Results showed that participants who engaged in discussion with a misleading chatbot recalled the highest number of false memories compared to all the other conditions and recalled the lowest number of non-false memories. The number of false memories recalled by individuals who read a misleading summary was slightly higher compared to control and honest conditions, but the difference was not large enough to be sure that those were not just random variations. The situation was similar for non-false memories.

Similarly, participants who conversed with a misleading chatbot displayed lower confidence in their non-false memories compared to participants in honest conditions. Overall, participants who conversed with a misleading chatbot had the lowest confidence in their recalled memories compared to all the other treatment conditions.

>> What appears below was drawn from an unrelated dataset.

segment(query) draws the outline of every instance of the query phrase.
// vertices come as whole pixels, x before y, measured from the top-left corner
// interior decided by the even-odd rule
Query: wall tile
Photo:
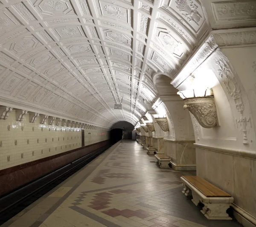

“The findings revealed that LLM-driven [large language model-driven] interventions heighten false memory creation, with misleading chatbots generating the most pronounced misinformation effect. This points to a worrying capacity for language models to introduce false beliefs in their users. Moreover, these interventions not only fostered false memories but also diminished participants’ confidence in recalling accurate information,” the study authors concluded.

The study contributes to the scientific understanding of false memories. However, it should be noted that the study focused on immediate recall of memories with no particular personal relevance for study participants.

Also, their information came from just a single source, which was the article they read. This is profoundly different from real-world information acquisition, where individuals most often gather information from multiple competing sources, process them based on the level of trust they have in the sources and various other factors, and are able to verify points directly relevant to them.

The paper, “Slip Through the Chat: Subtle Injection of False Information in LLM Chatbot Conversations Increases False Memory Formation,” was authored by Pat Pataranutaporn, Chayapatr Archiwaranguprok, Samantha Chan, Elizabeth F. Loftus, and Pattie Maes.